An Interview with Jean Lee by Marijke Vander Klok

Imagine: It’s 1963. Together with twenty four other women, all passionate members of the Canadian Voice of Women for Peace, you embark on the trip of a lifetime. You’ve never been in an airplane before, and you take off from Toronto Pearson International (a shack in a field compared to how it looks today!) to fly across the Atlantic and taste Europe for the very first time.

In London, England, you are invited to the homes of well-to-do individuals who identify themselves as communists. You share a meal with them, discussing peace and gender equality. Back in North America, in the throes of the Cold War, it is practically a criminal offence to be affiliated with the Communist Party, but in London, it’s nothing to be a communist.

In the Netherlands, you join the meeting of a Dutch women’s group. Here, women take the initiative to get together to talk, gossip, and share their experiences of the war – World War II being an all too current influence in their present day lives. Recalling the liberation of Holland by the Allied forces, the first thing families did at the sight of the foreign soldiers was to lock up their daughters! Even though the Canadian and American armies were coming into their country to expel the German occupation, they were treated with initial mistrust and fear; common sense, in short, in this war-torn continent. One woman stands up to share her story, how after engaging in a romance with a Canadian soldier during that time, she was ostracized by her family and community. It’s nearly twenty years later, yet now women from both countries sit in a room together, swapping yarns.

You reach Sweden on the summer solstice, to discover the streets of Stockholm all but empty while everyone is away on holiday. In Norway, you visit the place where the Nobel Peace Prize is awarded; holy ground for your group of women impassioned by the idea of achieving world peace. In Warsaw, Poland, you join a potluck in the heart of a city totally rebuilt in the image of its former glory, the Warsaw before the war. You arrive in Paris on Bastille Day, the squares congested with military parades as if in an entirely ironic welcome for this delegation from a peace organization.

It is a whirlwind of new experiences, a wealth of explorations and acquaintances. It is a time of women coming together, sharing their stories, and asserting their voice.

 

These memories were shared with me over a cup of tea by Jean Lee, member of VOW since its conception in 1960. She had recently graduated from the University of Toronto in 1958, where she had studied psychology and social work.

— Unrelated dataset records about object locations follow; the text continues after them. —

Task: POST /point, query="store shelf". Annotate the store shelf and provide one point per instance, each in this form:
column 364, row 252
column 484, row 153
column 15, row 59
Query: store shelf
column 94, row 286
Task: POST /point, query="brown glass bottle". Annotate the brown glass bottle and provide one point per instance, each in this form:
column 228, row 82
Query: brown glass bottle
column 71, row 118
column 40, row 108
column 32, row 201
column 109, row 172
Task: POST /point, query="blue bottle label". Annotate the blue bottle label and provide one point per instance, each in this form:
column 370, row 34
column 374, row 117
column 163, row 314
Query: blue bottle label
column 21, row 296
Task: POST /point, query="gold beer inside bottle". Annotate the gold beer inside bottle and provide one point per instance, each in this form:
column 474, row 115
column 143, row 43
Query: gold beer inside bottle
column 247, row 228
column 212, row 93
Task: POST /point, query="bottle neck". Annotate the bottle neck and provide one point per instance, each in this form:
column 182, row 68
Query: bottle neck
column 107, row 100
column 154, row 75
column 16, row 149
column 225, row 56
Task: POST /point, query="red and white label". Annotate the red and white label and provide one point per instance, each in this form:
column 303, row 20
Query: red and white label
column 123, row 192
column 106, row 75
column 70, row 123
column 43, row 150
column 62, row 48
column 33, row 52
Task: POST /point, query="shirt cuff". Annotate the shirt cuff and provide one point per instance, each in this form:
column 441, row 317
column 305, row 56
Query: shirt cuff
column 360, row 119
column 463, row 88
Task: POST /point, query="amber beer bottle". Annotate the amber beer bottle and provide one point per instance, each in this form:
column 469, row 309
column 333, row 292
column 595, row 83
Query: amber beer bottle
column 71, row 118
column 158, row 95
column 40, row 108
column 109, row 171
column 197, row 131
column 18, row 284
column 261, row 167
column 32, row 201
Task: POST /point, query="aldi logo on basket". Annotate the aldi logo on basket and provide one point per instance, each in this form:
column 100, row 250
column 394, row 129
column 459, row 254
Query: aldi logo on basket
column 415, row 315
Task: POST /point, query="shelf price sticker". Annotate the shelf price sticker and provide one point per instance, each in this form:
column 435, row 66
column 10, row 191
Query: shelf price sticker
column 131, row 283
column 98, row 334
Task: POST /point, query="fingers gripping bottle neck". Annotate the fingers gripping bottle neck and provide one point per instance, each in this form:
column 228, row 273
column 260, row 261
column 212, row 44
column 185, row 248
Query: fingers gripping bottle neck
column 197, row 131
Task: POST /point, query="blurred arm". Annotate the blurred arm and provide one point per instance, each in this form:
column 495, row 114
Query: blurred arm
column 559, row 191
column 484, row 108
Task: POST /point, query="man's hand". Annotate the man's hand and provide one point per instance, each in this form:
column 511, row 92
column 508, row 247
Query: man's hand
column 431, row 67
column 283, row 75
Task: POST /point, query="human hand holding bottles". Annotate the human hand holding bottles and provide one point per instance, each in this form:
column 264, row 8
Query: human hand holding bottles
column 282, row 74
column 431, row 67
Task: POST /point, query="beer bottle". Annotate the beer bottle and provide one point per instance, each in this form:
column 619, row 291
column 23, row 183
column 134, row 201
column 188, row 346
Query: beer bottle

As a student, Jean was engaged in the peace movement through her church and school involvement. With the threat of nuclear warfare steadily on the rise throughout the 1950s, Jean joined many others in retaliation against the international climate of hostility and aggression. In a reaction to the building of bomb shelters and school bomb drills, people organized peace rallies and community meetings. Jean remembers walking annually in a peace march every Easter Sunday through Sunnyside Park. She also formed a women’s peace group that met at Jean’s home.

It was through her involvement in VOW that led Jean to this tour across Europe. With a group of twenty four fellow Canadian ladies lead by Helen Tucker, the president of VOW at the time, Jean toured around Europe for one month, travelling by train and plane, visiting various women’s organizations in ten different countries. This voyage led up to the VOW members’ participation in the 5th World Congress of Women in Moscow, on July 24-29, 1963.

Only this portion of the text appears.